Sunscreens: Many commercial products are available. Sunscreen should be used every morning for six weeks before the procedure and continued for six months after the laser or chemical resurfacing. Remind the patients that the UVA is a strong stimulus for melanogenesis and it penetrates through the skin via for example, the glass of a car window.

Hydroquinones: Pretreatment of patients with an increased risk for hyperpigmentation with topical hydroquinones will decrease the incidence of post inflammatory hyperpigmentation. All patients with type III skin or greater or those with a tendency to hyperpigment even after a minor scratch should be pretreated. Any of the various preparations can be used twice daily for at least two weeks, but preferably four to six weeks before the procedure. The recommended application is Hydroqiunones 4%, 1g twice a day to reduce or stop melanin production. Best continued for up to six months or more following the procedure. Kojic acid 2% can also be used.

Retinoids: Retin-A (tretinoin) is of most benefit for laser resurfacing, as it enhances collagen regeneration. The recommended application is Retinoic acid cream 0.025%, or 0.05% every night for four to six weeks before the procedure and continues for up to six months after the procedure.

Alpha Hydroxy Acids: Alpha hydroxy acids (AHAs) are known to affect the stratum corneum, and somehow also have an effect on the dermis. Corneocyte adhesion is diminished, which increases permeability and may allow for better diffusion into


Region Repeated Passes Clinical Conditions and Notes

Fig. 18 – 19. Preoperative laser resurfacing planning program.

the dermis. AHA appears to activate RNA which is mitogenic for keratinocytes and fibroplasts which in turn increase collagen production. AHA in concentration of 10% or less partially removes the stratum cornema, leaving the skin feeling smooth, in concentration 10-20% AHA will completely remove the stratum cornema leaving the skin smoother but irritated and sensitive.

Vitamin C preparations: Most recently, vitamin C preparations are used for enhancing the response of collagen to the procedure.
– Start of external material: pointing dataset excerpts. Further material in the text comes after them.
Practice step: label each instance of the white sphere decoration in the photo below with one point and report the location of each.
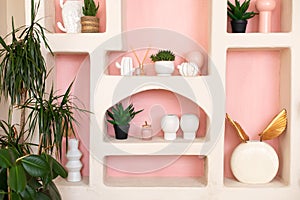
(254, 162)
(189, 124)
(170, 125)
(74, 164)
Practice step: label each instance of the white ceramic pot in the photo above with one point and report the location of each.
(170, 126)
(126, 66)
(189, 124)
(254, 162)
(164, 68)
(74, 164)
(71, 14)
(188, 69)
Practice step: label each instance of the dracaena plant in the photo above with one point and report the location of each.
(239, 10)
(163, 55)
(25, 174)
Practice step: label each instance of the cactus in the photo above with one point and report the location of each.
(163, 55)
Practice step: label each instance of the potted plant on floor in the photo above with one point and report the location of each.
(120, 118)
(239, 15)
(89, 22)
(24, 173)
(163, 62)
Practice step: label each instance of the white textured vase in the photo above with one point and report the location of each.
(71, 14)
(189, 124)
(170, 126)
(164, 68)
(254, 162)
(74, 164)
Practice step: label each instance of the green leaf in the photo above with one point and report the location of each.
(29, 193)
(35, 166)
(42, 196)
(17, 178)
(2, 194)
(7, 158)
(3, 178)
(15, 196)
(58, 168)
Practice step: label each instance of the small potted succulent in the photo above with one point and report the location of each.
(89, 22)
(163, 62)
(239, 15)
(120, 118)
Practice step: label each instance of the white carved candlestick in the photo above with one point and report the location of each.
(265, 15)
(74, 164)
(71, 14)
(189, 124)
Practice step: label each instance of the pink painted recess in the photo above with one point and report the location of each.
(69, 68)
(252, 85)
(155, 166)
(156, 104)
(252, 95)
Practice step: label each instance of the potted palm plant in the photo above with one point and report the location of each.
(89, 22)
(25, 174)
(120, 118)
(163, 62)
(239, 15)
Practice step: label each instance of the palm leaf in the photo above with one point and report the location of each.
(276, 127)
(241, 133)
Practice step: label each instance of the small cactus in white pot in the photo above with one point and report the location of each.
(163, 62)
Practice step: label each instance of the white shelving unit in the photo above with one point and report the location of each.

The home facial treatment formulated with 30% Vitamin C, when used weekly, will reverse and repair the environmental damage as it increases skin firmness, super hydrates the skin and improves uneven skin tone.

Topical Antibiotics: Topical antibiotics are recommended to suppress the inflammation caused by acne, rosacea, comedones, folliculitis, large pores or oily skin. Antibiotics reduce postoperative acne flare up and bacterial infection during the healing period.

Accutane (Isotretinoin): 10-20mg per day for six to eight weeks before the procedure, this is useful for patients with oily skin or active acne.

On the day of the procedure, Ciprofloxan 500mgtwice a day as a coverage for Pseudomonas aeruginosa and an antiviral agent, Valacyclovir 500mg orally three times daily or Famvir (famiciclover) 250mg orally twice daily. These prophylactic treatments should continue for ten days following the procedure.

The author recommends the Shoenrock and Andrews procedure:
Planning diagram: During the preoperative evaluation, a planning diagram of the face is completed. The degree of the skin aging is noted for each facial zone and an estimated level of energy and number of passes appropriate for this degree of zonal aging are noted. Written diagrammatic notes are made as to the patient’s most significant concerns. (Figs. 18 – 19 & 20)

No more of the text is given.